The 2009 Estate Tax Roller Coaster

Introduction

The risk-adverse world of estate planning has been flipped on its head. For the next two years, married couples with sizable estates should brace for a wild ride. Starting in 2009, the estate tax exemption equivalent (exemption) is now $3.5 million per person ($7.0 million for a married couple).

In 2008, the exemption was $2.0 million per person. In 2010, estate taxes disappear only to resurface in 2011 with the exemption diving to $1.0 million per person, unless Congress intervenes.

What is going on here?

Traditional Analysis

Traditionally, estate planners grappled with exemptions that sheltered only a fraction of the estate tax liability. Maximizing the exemptions for husband and wife was the key objective.

Generally, couples were concerned with the following: (i) minimizing estate taxes; (ii) leaving the maximum amount to the surviving spouse; and (iii) providing for the children or grandchildren after the death of the surviving spouse.

2009 Change

With a combined $7.0 million exemption, the focus shifts from minimizing estates taxes to maximizing the amount left to the surviving spouse estate-tax free ($3.5 million in 2009).

Note: Those with estates over $7.0 the traditional approach – maximizing each individual’s exemption – continues as the primary concern.

Examples

Assume husband and wife’s estate is $4.0 million, owned equally, and they have their full exemptions. If husband dies in 2008, his share of the assets ($2.0 million) is covered by his $2.0 million exemption. The same is true for wife; thus, there is no estate tax liability.

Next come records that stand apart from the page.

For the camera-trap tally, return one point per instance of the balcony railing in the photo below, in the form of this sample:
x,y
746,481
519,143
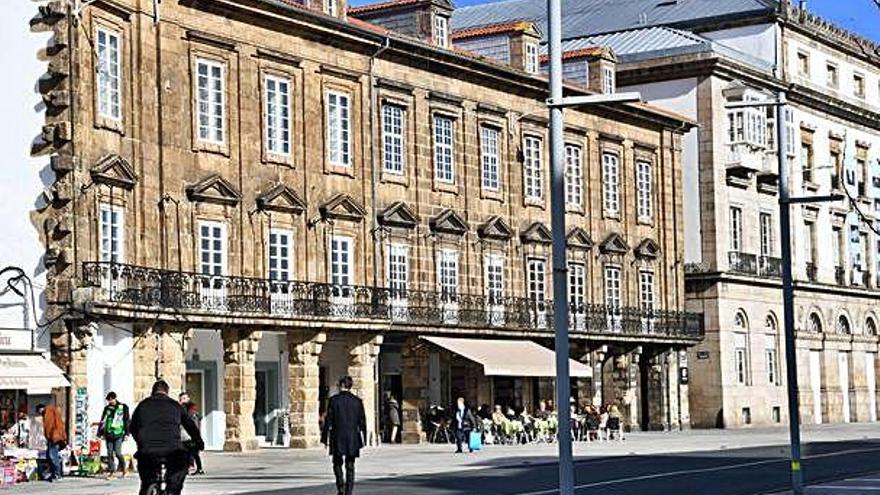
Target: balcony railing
x,y
743,263
224,295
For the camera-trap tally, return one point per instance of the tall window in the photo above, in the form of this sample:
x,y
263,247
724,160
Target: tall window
x,y
393,138
441,31
277,115
610,184
612,286
339,128
444,147
109,67
766,225
112,234
532,58
211,101
533,152
645,185
574,176
489,157
736,229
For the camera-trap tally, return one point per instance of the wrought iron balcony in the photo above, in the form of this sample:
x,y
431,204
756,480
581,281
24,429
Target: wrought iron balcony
x,y
150,289
743,263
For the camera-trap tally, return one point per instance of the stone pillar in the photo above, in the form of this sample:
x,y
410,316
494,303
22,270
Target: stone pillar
x,y
304,377
363,351
414,376
240,388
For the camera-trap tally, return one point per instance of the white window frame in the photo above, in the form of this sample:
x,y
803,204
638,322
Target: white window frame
x,y
490,157
339,140
611,184
444,148
278,116
108,70
574,176
211,101
533,167
393,139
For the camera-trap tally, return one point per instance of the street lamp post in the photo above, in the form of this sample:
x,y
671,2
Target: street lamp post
x,y
556,104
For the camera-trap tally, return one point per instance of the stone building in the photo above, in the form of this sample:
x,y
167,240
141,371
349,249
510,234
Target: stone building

Now assume that husband dies in 2009. His $3.5 million exemption is $1.5 million greater than his $2.0 million share. If husband does not transfer additional assets to wife, her exemption will be underfunded by $1.5 million.

Under the new exemption amount, husband may transfer an additional $1.5 million to wife without adverse estate tax consequences.

Note: Under both examples, if in the future wife’s estate increases above her exemption, her estate may owe taxes on the difference.

New Approach

Given this new reality, the combined exemptions may greatly exceed the estate’s value. Allocations based on the estate’s size and the surviving spouse’s exemption are now the primary focus.

Maximum funding of the deceased spouse’s exemption may result is less than optimum planning and, potentially, an angry surviving spouse who was deprived of a larger share of the couple’s estate.

Conclusion

With the increase in exemptions, estate planning is undergoing radical change. Although there is no estate tax in 2010, the betting crowd wagers that Congress will settle on a future exemption between $2.5 and $3.5 million.